The larger question is how we define community itself. For most of Jewish history, community meant a physical place. It was a synagogue, a neighborhood or a shtetl. Today, community is increasingly definted by shared identity and digital presence. A Jew in South America can study Torah with Jews in Canada and Europe, and together they form a real, living community, even if they never meet in person.


Looking Forward

When I wrote that senior thesis three decades ago, I suggested that the internet would dissolve the barriers of geography and allow Jewish life to flourish without borders. That prediction turned out to be true in ways that were hard to imagine at the time.

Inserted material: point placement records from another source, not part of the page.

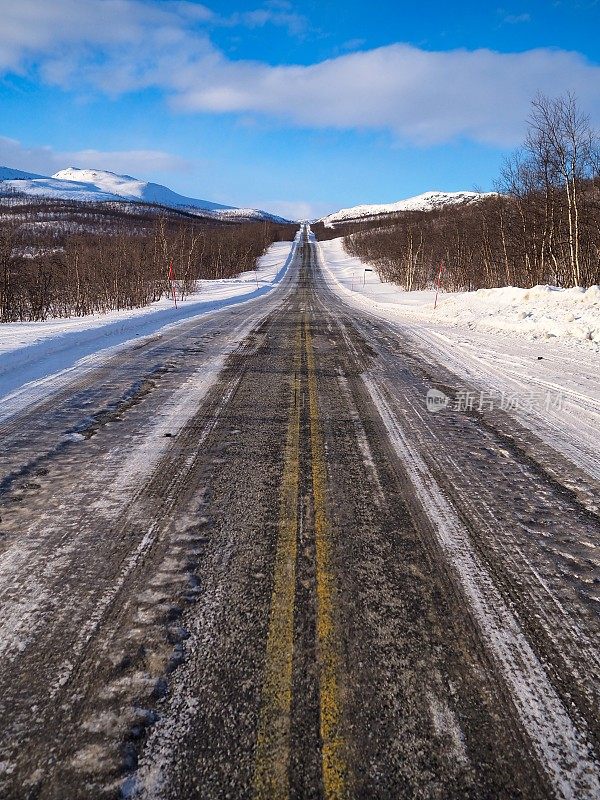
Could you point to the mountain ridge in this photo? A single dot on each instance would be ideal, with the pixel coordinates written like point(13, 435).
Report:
point(94, 185)
point(427, 201)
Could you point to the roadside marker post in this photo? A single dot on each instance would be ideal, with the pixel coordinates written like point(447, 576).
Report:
point(437, 283)
point(172, 279)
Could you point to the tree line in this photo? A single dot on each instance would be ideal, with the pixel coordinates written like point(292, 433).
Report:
point(60, 259)
point(543, 225)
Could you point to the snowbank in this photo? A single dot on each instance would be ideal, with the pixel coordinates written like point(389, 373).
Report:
point(33, 350)
point(543, 312)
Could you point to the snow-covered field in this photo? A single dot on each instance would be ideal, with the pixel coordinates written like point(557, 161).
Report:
point(540, 313)
point(30, 351)
point(515, 342)
point(428, 201)
point(97, 186)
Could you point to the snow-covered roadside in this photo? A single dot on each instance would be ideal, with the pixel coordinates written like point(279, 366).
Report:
point(517, 363)
point(542, 312)
point(33, 351)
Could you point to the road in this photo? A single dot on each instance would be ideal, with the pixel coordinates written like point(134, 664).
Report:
point(242, 560)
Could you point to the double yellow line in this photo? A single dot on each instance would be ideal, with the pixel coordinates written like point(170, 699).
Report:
point(271, 777)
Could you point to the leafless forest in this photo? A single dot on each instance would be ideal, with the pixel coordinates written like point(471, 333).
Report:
point(542, 227)
point(62, 259)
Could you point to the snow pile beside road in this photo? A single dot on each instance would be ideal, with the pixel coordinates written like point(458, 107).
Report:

The internet has not replaced the beauty of gathering in person. Sitting around a Shabbat table, dancing with the Torah on Simchat Torah, or standing together in prayer will always be at the heart of Jewish life. But digital tools have enriched the Jewish community and expanded it far beyond physical walls.

As we look ahead, the challenge will be to continue using these tools to deepen the connection and not just broaden it. Technology should not only make Jewish life accessible, but it should also make it more meaningful. If we can keep that balance, the Jewish community of the 21st century will be more vibrant, inclusive, and global than ever before.